Des responsables yéménites de haut rang ont indiqué à Human Rights Watch, lors de rencontres dans la capitale, Sanaa, en février, que l’insécurité et l’instabilité politique du Yémen demeuraient les plus grands défis à relever pour le nouveau gouvernement Hadi. Ils ont affirmé que cela entravait leurs efforts pour enquêter sur les attaques, non seulement contre les journalistes, mais aussi contre leurs propres agents de sécurité et les ministres du gouvernement. Certains responsables ont accusé les médias yéménites de manquer de professionnalisme et de faire du tort à la transition politique dans le pays, comme s’ils voulaient justifier les attaques contre eux.
Le gouvernement yéménite devrait condamner toutes les attaques contre les journalistes. Il devrait effectuer sans tarder des enquêtes transparentes et impartiales sur ces attaques et traduire leurs responsables en justice, a déclaré Human Rights Watch. Le parlement yéménite devrait amender ou abolir les lois qui restreignent les libertés d’expression et de la presse et supprimer le Tribunal spécial pour la presse et les publications (Specialized Press and Publications Court), qui a injustement poursuivi et emprisonné des journalistes sur la base d’accusations pénales.
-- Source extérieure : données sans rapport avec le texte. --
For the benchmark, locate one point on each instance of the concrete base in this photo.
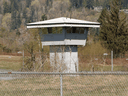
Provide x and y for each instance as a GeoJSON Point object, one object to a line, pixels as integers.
{"type": "Point", "coordinates": [64, 58]}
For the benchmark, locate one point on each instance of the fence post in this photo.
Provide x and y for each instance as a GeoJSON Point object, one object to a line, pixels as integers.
{"type": "Point", "coordinates": [112, 60]}
{"type": "Point", "coordinates": [61, 87]}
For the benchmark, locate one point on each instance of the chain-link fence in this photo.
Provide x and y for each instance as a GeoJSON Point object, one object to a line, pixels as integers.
{"type": "Point", "coordinates": [64, 84]}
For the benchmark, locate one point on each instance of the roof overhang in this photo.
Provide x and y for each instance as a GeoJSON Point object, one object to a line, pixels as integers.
{"type": "Point", "coordinates": [63, 22]}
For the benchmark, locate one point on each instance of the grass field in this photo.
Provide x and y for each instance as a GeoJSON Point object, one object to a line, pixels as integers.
{"type": "Point", "coordinates": [10, 62]}
{"type": "Point", "coordinates": [109, 85]}
{"type": "Point", "coordinates": [14, 63]}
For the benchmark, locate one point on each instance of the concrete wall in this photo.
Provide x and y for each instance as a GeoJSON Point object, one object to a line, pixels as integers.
{"type": "Point", "coordinates": [64, 58]}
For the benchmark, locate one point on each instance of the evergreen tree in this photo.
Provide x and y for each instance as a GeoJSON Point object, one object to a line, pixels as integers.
{"type": "Point", "coordinates": [7, 8]}
{"type": "Point", "coordinates": [90, 4]}
{"type": "Point", "coordinates": [113, 32]}
{"type": "Point", "coordinates": [28, 3]}
{"type": "Point", "coordinates": [18, 20]}
{"type": "Point", "coordinates": [44, 17]}
{"type": "Point", "coordinates": [13, 16]}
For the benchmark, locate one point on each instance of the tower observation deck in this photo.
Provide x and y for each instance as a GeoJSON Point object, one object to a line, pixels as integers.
{"type": "Point", "coordinates": [63, 44]}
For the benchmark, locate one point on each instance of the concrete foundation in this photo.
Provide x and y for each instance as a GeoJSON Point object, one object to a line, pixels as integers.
{"type": "Point", "coordinates": [64, 58]}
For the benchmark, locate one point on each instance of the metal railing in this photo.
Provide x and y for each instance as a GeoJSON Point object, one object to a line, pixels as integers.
{"type": "Point", "coordinates": [63, 84]}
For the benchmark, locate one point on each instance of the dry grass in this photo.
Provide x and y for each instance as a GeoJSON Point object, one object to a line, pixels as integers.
{"type": "Point", "coordinates": [10, 62]}
{"type": "Point", "coordinates": [72, 86]}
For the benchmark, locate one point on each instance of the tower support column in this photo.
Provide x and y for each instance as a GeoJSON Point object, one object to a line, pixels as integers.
{"type": "Point", "coordinates": [64, 58]}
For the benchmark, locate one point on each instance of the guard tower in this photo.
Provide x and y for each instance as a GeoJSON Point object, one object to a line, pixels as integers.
{"type": "Point", "coordinates": [63, 45]}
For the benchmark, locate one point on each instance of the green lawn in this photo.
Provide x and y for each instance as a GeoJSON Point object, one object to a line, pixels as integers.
{"type": "Point", "coordinates": [109, 85]}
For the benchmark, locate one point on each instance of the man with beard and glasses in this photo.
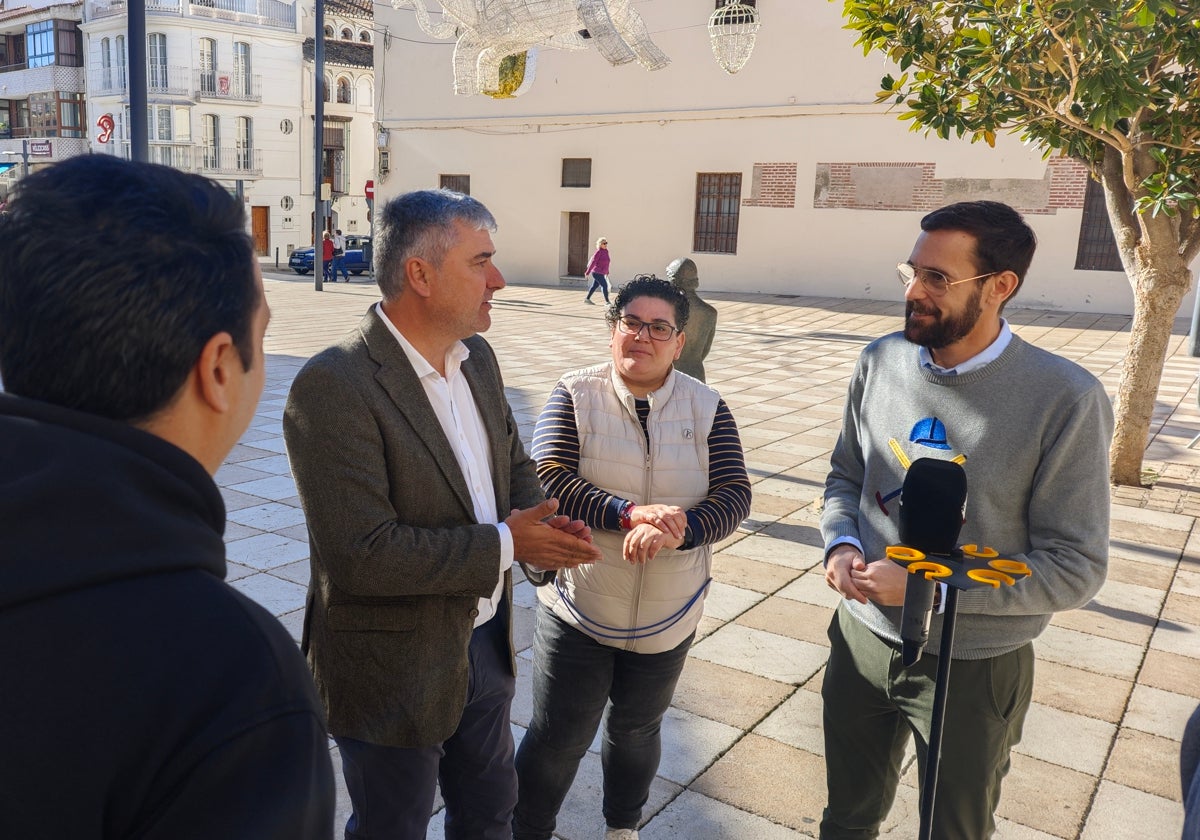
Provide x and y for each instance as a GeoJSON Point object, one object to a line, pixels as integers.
{"type": "Point", "coordinates": [1032, 432]}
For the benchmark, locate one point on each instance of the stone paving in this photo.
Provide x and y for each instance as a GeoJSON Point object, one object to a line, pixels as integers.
{"type": "Point", "coordinates": [743, 748]}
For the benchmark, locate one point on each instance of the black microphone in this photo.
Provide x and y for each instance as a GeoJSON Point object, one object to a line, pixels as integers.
{"type": "Point", "coordinates": [931, 507]}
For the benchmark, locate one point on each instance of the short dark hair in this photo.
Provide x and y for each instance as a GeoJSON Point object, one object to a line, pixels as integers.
{"type": "Point", "coordinates": [421, 225]}
{"type": "Point", "coordinates": [1003, 240]}
{"type": "Point", "coordinates": [113, 276]}
{"type": "Point", "coordinates": [648, 286]}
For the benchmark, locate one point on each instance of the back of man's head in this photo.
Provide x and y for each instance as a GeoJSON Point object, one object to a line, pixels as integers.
{"type": "Point", "coordinates": [1003, 240]}
{"type": "Point", "coordinates": [113, 277]}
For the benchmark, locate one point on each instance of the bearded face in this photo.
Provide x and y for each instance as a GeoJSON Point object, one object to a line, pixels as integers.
{"type": "Point", "coordinates": [935, 327]}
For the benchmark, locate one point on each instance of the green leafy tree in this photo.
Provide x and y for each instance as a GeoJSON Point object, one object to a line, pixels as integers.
{"type": "Point", "coordinates": [1114, 84]}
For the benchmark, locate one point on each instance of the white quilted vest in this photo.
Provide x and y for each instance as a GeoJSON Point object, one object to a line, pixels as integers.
{"type": "Point", "coordinates": [654, 606]}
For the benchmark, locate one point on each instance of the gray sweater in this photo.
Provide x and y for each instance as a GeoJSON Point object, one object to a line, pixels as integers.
{"type": "Point", "coordinates": [1035, 430]}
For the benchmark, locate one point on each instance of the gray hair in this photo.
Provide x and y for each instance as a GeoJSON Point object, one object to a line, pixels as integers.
{"type": "Point", "coordinates": [421, 225]}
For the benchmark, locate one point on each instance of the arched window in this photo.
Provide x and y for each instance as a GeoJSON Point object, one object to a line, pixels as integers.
{"type": "Point", "coordinates": [245, 143]}
{"type": "Point", "coordinates": [208, 66]}
{"type": "Point", "coordinates": [120, 61]}
{"type": "Point", "coordinates": [241, 78]}
{"type": "Point", "coordinates": [156, 64]}
{"type": "Point", "coordinates": [106, 64]}
{"type": "Point", "coordinates": [210, 143]}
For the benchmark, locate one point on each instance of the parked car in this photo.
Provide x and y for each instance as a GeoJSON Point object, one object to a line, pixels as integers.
{"type": "Point", "coordinates": [358, 252]}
Début septembre, Human Rights Watch a appris que le Premier ministre avait créé par décret une commission chargée de répondre à une liste de questions soumise par Human Rights Watch en juin 2013 suite aux recherches menées dans le pays. La commission est dirigée par un responsable ayant rang d’adjoint au sein du ministère des Droits humains et comprend des représentants des ministères de l’Intérieur, des Affaires étrangères et des Affaires juridiques. La commission a tenu sa première réunion le 4 septembre. Human Rights Watch a déclaré que la création de cette commission était un important pas en avant dans la coopération et le suivi au sujet de sa propre enquête et qu’elle devrait bénéficier du soutien institutionnel requis non seulement pour répondre aux questions posées, mais aussi pour approfondir l’enquête. Ceci permettrait de recommander et de mettre en œuvre des changements réels et durables qui puissent améliorer la situation en matière de liberté de la presse au Yémen.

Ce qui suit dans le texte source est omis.